La Russie avait besoin une plate-forme élevée pour décrire ses positions politiques et la réunion de Genève a considéré cette opportunité pour Poutine », a déclaré Yalinkilicli. Poutine voulait exprimer les positions russes devant le public mondial, en utilisant le haut de Genève, et il l’a fait avec succès, selon Yalinkilicli. Genève est également une place importante pour la Russie et les États-Unis. Près de quarante ans plus tôt, un autre sommet de haut niveau entre les États-Unis et les anciens dirigeants soviétiques, Ronald Reagan et Mikhaïl Gorbatchev, s’était tenu à Genève en Suisse. La Suisse est restée un pays neutre pendant et après la guerre froide. En conséquence, Poutine a également pu envoyer son message politique depuis une zone tampon, rappelant au monde que la Russie est toujours une superpuissance, déclare Yalinkilicli. Une autre réalité intéressante est que ce n’est pas Moscou, mais Washington souhaitait avoir une audience avec Poutine, ce qui semble également confirmer que les dirigeants américains et russes ont un statut politique équivalent à celui de l’époque de la guerre froide. « Dans la coutume soviétique et bien sûr russe, un sommet avec le président américain bat pratiquement tout le reste », a déclaré Leon Aron, directeur de la Russie à l’American Enterprise Institute. Aron a déjà fait valoir que le sommet travaillerait en faveur du leadership de Poutine, lui offrant une meilleure position mondiale. « Pour eux, la réunion prouve qu’ils sont respectés et craints », a déclaré Aron. Non à une toute nouvelle guerre froide Malgré l’aura historique de Genève de l’ère de la guerre froide, les deux parties déclarent qu’elles n’ont aucun désir de ressusciter une toute nouvelle

. Les déclarations des deux côtés ont montré que les États-Unis et la Russie ne veulent pas d’une nouvelle course aux armements et d’un autre concurrent dangereux sur les armes nucléaires, dit Yalinkilicli. « Ils ne veulent pas tomber sous le coup d’un nouveau problème de sécurité,  » déclare l’expert. En conséquence, ils ont accepté d’établir une toute nouvelle structure de sécurité pour le contrôle des armements, ce qui était également un point de départ pour les deux anciennes puissances incroyables afin de réduire le stress militaire à l’époque de la guerre froide. « Cela pourrait être plus bénéfique pour la Russie que le États-Unis », explique l’expert basé à Moscou. À l’exception de New START, la Russie et les États-Unis ont laissé divers contrats concernant la diminution des armes.
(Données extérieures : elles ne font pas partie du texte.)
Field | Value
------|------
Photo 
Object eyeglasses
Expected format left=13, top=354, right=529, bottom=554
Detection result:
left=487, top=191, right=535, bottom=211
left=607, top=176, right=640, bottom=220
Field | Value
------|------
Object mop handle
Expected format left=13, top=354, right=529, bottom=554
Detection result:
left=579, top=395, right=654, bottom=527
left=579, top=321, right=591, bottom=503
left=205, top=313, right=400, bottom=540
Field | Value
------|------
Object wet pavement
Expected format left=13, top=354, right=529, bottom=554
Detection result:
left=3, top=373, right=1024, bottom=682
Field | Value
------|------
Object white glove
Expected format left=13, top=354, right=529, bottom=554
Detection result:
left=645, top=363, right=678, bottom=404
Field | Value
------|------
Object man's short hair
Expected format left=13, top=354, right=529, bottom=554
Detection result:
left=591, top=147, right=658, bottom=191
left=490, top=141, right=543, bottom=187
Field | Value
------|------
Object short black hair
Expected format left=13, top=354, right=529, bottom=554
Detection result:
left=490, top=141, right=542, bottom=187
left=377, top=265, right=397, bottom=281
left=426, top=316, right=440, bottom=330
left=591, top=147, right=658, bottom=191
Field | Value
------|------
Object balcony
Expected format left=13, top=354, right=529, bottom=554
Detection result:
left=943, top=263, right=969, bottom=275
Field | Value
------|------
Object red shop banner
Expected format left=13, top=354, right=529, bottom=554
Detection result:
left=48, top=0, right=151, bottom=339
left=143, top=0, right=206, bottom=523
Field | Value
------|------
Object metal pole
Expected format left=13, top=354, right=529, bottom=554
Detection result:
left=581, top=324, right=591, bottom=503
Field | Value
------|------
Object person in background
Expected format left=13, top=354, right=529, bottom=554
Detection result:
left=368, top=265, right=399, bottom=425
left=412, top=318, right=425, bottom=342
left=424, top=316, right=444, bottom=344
Du coup, Moscou a cherché un nouvel arrangement sécuritaire à l’échelle mondiale avec Washington » pour ne pas

se mettre dans un scénario de guerre froide, où son économie affaiblie ne peut pas affronter les États-Unis pour une autre course aux armements », dit Yalinkilicli. Malgré une forte modernisation de son armée et de ses installations d’armement, face à l’instabilité des tarifs énergétiques tout au long de la pandémie, la Russie, pays riche en gaz, ne veut pas être la cible de Washington, visant à réduire les tensions avec les États-Unis à la fois et l’Occident, selon l’analyste. Alors que les deux pays

ne souhaitent pas restaurer l’ancien statut de guerre froide, la presse russe a en fait vu l’un des résultats vitaux du sommet comme la revitalisation du statut de « tensions régulées » entre les 2 pays, dit Yalinkilicli. « Les Russes voulaient passer un été avec un minimum de stress avec les États-Unis et

ses alliés. Cette attente a également été satisfaite lors du sommet de Genève. » À long terme, comme les Américains, les Russes comprennent que de graves différends continuent d’exister, dit Yalinkilicli. » Ils [les Russes] attendent très attentivement

ce qui va se passer ensuite « , déclare l’analyste.